Artworks, Stations

A Passage Through Memory

Jose Antonio Aguirre, A Passage Through Memory

Project Description

Serving as a landmark and gateway for the City of Azusa, Jose Antonio Aguirre’s A Passage Through Memory (2015) is inspired by local historic architecture and the cultural traditions of the region’s earliest inhabitants. A pair of monumental Spanish colonial-style arched portals is placed at the entry ramps leading to the station platforms. The 16-foot-tall glass-fiber-reinforced concrete structures are each topped with the Azusa name and an illuminated metal crown motif in tribute to the city’s prominent 1923 World War I monument that was removed in 1946. Colorful handmade glass mosaics incorporating designs from native Gabrielino basket weaving wrap the bases of the eight canopy columns on each platform. Aguirre worked with students from Azusa Pacific University and visitors to the Mexican Cultural Institute at El Pueblo Historical Monument to create the mosaics.

Artist Statement

“I was inspired by the local expressions of cultural identity and how ancient images that have been painted on rocks in the area
or woven into vessels centuries ago by this region’s tribal ancestors have survived as sacred icons and still resonate today.

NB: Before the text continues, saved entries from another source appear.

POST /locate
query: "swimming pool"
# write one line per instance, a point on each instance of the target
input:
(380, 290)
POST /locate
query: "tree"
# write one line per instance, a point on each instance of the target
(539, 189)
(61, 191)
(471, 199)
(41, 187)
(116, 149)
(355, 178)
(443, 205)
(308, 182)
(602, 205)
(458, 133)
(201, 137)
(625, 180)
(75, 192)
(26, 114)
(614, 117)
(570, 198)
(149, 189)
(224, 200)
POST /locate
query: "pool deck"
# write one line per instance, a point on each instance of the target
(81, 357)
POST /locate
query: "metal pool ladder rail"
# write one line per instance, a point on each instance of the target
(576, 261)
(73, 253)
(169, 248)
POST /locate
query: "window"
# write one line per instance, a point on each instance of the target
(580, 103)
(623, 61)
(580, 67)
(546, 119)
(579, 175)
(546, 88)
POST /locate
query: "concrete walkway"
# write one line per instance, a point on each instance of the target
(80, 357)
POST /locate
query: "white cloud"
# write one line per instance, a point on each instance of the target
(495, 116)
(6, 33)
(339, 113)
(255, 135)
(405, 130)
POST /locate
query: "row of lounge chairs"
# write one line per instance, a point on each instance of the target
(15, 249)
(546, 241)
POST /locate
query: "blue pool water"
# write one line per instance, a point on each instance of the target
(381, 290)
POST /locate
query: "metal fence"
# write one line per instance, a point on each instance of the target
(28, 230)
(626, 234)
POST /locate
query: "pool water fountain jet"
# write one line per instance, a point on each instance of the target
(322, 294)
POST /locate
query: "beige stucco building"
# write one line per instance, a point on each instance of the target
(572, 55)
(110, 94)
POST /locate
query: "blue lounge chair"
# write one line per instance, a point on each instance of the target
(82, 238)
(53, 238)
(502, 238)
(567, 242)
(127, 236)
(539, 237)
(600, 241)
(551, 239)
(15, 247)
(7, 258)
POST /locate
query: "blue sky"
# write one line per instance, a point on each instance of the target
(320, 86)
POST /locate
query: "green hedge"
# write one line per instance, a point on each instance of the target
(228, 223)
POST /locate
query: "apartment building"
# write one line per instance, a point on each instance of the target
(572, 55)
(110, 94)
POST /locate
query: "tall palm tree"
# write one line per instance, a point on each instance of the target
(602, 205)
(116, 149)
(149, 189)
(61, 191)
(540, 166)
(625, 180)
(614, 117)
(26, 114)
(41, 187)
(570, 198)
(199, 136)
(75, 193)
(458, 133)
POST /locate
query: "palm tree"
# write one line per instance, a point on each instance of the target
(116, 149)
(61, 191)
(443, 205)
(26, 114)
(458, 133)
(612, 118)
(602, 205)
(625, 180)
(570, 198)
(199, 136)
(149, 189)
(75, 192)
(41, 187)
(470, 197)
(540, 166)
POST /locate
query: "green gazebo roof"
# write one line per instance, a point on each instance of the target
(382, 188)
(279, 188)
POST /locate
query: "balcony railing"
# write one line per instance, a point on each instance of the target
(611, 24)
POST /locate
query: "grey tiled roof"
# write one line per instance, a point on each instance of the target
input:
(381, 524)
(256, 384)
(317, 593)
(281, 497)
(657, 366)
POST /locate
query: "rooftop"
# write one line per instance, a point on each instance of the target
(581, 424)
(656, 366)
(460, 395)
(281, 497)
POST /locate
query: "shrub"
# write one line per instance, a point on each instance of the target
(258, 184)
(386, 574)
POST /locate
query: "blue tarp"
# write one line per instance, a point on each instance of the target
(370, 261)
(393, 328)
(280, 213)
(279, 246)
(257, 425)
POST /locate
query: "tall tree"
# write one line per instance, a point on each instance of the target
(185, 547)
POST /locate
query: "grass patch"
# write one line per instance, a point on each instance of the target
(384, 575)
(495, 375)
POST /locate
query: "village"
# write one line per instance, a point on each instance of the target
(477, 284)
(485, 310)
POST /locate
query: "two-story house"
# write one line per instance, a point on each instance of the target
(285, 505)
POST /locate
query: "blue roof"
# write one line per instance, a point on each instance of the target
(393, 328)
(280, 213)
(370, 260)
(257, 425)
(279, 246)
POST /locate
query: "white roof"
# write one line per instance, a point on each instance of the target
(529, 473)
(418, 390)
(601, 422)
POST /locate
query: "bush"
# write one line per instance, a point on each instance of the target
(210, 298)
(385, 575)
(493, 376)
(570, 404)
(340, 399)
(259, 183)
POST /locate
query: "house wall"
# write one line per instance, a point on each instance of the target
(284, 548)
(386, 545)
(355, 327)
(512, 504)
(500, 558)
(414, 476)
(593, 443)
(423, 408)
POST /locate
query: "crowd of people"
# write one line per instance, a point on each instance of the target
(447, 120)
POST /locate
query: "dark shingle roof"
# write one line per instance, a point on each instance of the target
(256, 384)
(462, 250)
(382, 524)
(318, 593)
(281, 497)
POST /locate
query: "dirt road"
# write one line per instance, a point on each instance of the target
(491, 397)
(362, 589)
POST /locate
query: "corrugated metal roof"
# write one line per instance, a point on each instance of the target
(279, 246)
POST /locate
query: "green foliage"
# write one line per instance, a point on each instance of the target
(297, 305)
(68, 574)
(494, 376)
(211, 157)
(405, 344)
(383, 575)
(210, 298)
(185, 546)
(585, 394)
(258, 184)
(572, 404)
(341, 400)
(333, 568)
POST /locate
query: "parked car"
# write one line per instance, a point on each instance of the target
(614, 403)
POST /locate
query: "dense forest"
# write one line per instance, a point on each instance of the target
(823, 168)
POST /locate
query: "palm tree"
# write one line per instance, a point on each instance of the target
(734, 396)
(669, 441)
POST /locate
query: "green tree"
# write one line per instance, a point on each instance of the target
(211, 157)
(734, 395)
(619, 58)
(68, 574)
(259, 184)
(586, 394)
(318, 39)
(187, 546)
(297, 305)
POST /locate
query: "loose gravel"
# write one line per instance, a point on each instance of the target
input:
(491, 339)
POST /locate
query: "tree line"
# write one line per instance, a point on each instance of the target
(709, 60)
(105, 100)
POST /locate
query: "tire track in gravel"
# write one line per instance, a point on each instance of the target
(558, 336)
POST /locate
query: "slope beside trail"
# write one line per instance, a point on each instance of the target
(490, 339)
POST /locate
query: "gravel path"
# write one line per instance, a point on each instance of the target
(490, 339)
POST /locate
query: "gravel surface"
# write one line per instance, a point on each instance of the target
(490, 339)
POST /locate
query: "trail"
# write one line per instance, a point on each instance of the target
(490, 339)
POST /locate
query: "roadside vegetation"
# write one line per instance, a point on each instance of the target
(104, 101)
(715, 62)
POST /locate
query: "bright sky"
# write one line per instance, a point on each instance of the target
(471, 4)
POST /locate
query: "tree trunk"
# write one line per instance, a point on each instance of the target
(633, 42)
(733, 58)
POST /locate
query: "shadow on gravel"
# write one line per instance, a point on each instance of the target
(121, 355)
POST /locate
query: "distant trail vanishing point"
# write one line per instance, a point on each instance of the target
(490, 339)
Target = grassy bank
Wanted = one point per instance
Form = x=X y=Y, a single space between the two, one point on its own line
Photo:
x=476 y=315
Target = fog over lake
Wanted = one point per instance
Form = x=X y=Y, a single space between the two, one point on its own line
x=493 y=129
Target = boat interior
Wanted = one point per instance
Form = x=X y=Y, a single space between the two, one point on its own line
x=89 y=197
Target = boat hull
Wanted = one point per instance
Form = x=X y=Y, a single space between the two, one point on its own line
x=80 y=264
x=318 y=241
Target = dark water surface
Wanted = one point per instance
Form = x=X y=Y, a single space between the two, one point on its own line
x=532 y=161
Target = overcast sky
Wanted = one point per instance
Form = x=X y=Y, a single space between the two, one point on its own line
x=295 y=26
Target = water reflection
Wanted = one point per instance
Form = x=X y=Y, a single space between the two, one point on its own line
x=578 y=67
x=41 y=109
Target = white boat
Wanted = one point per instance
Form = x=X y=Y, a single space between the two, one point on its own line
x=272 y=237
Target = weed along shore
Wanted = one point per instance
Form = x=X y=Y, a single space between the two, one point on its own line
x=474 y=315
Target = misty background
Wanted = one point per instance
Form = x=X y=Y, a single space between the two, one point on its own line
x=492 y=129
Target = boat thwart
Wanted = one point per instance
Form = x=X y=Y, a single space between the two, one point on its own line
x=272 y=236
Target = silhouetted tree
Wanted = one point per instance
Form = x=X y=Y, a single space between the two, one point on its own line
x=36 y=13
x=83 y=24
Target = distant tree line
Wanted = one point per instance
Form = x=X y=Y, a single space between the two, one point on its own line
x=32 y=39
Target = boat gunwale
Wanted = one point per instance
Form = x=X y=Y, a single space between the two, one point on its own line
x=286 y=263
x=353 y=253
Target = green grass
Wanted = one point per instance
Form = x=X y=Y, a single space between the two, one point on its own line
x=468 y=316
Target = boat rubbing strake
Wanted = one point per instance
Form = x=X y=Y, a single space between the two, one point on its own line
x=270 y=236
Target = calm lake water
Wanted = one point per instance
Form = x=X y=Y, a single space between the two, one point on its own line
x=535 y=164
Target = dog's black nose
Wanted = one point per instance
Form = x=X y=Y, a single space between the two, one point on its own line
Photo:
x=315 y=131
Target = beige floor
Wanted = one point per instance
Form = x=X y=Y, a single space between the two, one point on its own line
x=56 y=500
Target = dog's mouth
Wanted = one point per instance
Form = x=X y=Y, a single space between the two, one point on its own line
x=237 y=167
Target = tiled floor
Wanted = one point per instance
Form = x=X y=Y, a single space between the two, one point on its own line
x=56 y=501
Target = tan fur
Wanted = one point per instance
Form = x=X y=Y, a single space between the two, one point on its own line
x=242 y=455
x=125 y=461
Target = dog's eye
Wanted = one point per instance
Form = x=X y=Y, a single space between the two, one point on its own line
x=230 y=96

They have the power to collapse time and space between the generations and create a portal for new discoveries.”

About the Artist

JOSE ANTONIO AGUIRRE (b. 1955, Mexico City) earned a Bachelor of Fine Arts from the Art Institute of Chicago and Master of Fine Arts from the California Institute of the Arts. His paintings and works on paper have been included in numerous exhibitions internationally and are held in the permanent collections of prominent institutions in Germany, Mexico, Scotland and the United States. Aguirre was awarded a Fulbright-García Robles Scholarship for research in community public art projects at the Universidad Autónoma Metropolitana–Azcapotzalco. His public commissions include more than 35 permanent artworks in Southern California, Colorado, Illinois, Texas and Mexico. Among his most ambitious is a double-tower mosaic mural for the East Los Angeles Library.